It also includes provision of methods by which such keys might be
associated with a process so that network filesystems, encryption
support and the like can find them.
Furthermore, a special type of key is available that acts as keyring:
a searchable sequence of keys. Each process is equipped with access
to five standard keyrings: UID-specific, GID-specific, session,
process and thread.
If you are unsure as to whether this is required, answer N.
config KEYS_REQUEST_CACHE
bool "Enable temporary caching of the last request_key() result"
depends on KEYS
help
This option causes the result of the last successful request_key()

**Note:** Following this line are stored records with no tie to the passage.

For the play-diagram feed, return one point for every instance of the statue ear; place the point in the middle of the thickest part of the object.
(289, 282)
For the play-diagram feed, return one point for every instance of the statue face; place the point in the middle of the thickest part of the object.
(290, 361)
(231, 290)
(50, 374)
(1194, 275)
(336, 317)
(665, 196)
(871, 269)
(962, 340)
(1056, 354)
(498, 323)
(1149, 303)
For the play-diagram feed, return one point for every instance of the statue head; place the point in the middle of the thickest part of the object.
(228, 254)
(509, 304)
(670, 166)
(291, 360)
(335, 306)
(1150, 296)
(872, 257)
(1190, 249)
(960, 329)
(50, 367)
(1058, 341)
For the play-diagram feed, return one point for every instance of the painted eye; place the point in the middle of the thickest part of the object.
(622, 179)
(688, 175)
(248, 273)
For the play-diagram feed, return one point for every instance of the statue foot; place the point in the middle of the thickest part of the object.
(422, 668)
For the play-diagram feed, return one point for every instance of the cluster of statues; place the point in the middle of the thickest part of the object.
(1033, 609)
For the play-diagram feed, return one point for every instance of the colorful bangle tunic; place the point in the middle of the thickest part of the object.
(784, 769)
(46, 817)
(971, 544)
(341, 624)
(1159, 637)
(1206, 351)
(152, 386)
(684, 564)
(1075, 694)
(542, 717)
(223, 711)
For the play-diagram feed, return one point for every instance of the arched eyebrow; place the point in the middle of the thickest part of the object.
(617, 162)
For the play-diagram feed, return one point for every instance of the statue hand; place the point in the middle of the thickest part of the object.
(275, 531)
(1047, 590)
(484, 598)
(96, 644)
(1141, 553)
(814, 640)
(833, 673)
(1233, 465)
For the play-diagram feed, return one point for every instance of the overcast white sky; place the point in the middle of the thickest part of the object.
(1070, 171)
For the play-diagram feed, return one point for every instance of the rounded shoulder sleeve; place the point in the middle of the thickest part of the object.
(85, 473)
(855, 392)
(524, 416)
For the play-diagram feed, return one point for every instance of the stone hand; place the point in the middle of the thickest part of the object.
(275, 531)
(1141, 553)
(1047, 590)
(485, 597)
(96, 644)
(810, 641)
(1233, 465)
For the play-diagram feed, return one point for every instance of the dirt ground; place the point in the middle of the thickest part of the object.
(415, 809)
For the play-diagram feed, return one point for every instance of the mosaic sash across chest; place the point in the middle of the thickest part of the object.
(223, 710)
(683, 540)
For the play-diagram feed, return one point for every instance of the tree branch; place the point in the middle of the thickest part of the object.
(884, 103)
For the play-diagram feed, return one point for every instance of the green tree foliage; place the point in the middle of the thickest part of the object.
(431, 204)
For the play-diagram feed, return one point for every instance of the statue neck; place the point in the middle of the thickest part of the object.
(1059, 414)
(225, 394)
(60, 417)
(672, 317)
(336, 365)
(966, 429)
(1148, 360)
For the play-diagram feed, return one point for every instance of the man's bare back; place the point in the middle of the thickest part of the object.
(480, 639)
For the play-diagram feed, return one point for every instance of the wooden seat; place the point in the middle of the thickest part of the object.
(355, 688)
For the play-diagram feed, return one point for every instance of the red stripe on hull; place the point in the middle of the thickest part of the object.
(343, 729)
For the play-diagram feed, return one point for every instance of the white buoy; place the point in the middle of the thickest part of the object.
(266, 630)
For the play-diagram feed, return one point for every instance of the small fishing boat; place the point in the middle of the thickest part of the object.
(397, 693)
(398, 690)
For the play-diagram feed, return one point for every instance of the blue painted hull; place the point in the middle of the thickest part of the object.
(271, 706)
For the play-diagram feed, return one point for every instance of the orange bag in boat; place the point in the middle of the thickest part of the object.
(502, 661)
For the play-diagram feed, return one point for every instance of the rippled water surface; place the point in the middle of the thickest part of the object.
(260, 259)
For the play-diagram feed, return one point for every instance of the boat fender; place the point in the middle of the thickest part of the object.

call that didn't upcall to the kernel to be cached temporarily in the
task_struct. The cache is cleared by exit and just prior to the
resumption of userspace.
This allows the key used for multiple step processes where each step
wants to request a key that is likely the same as the one requested
by the last step to save on the searching.
An example of such a process is a pathwalk through a network
filesystem in which each method needs to request an authentication
key. Pathwalk will call multiple methods for each dentry traversed
(permission, d_revalidate, lookup, getxattr, getacl, ...).
config PERSISTENT_KEYRINGS
bool "Enable register of persistent per-UID keyrings"
depends on KEYS
help
This option provides a register of persistent per-UID keyrings,
primarily aimed at Kerberos key storage. The keyrings are persistent
in the sense that they stay around after all processes of that UID
have exited, not that they survive the machine being rebooted.
A particular keyring may be accessed by either the user whose keyring
it is or by a process with administrative privileges. The active
LSMs gets to rule on which admin-level processes get to access the
cache.
Keyrings are created and added into the register upon demand and get
removed if they expire (a default timeout is set upon creation).
config BIG_KEYS
bool "Large payload keys"
depends on KEYS
depends on TMPFS
depends on CRYPTO_LIB_CHACHA20POLY1305 = y
help
This option provides support for holding large keys within the kernel
(for example Kerberos ticket caches). The data may be stored out to
swapspace by tmpfs.
If you are unsure as to whether this is required, answer N.
config TRUSTED_KEYS
tristate "TRUSTED KEYS"
depends on KEYS && TCG_TPM
select CRYPTO
select CRYPTO_HMAC
select CRYPTO_SHA1
select CRYPTO_HASH_INFO
select ASN1_ENCODER
select OID_REGISTRY
select ASN1
help
This option provides support for creating, sealing, and unsealing
keys in the kernel. Trusted keys are random number symmetric keys,
generated and RSA-sealed by the TPM. The TPM only unseals the keys,
if the boot PCRs and other criteria match. Userspace will only ever
see encrypted blobs.
If you are unsure as to whether this is required, answer N.
config ENCRYPTED_KEYS
tristate "ENCRYPTED KEYS"
depends on KEYS
select CRYPTO
select CRYPTO_HMAC
select CRYPTO_AES
select CRYPTO_CBC
select CRYPTO_SHA256
select CRYPTO_RNG
help
This option provides support for create/encrypting/decrypting keys
in the kernel. Encrypted keys are kernel generated random numbers,
which are encrypted/decrypted with a 'master' symmetric key. The
'master' key can be either a trusted-key or user-key type.
Userspace only ever sees/stores encrypted blobs.
If you are unsure as to whether this is required, answer N.
config KEY_DH_OPERATIONS
bool "Diffie-Hellman operations on retained keys"
depends on KEYS
select CRYPTO
select CRYPTO_HASH
select CRYPTO_DH
help
This option provides support for calculating Diffie-Hellman
public keys and shared secrets using values stored as keys
in the kernel.
If you are unsure as to whether this is required, answer N.
config KEY_NOTIFICATIONS
bool "Provide key/keyring change notifications"
depends on KEYS && WATCH_QUEUE
help
This option provides support for getting change notifications
on keys and keyrings on which the caller has View permission.
This makes use of pipes to handle the notification buffer and
provides KEYCTL_WATCH_KEY to enable/disable watches.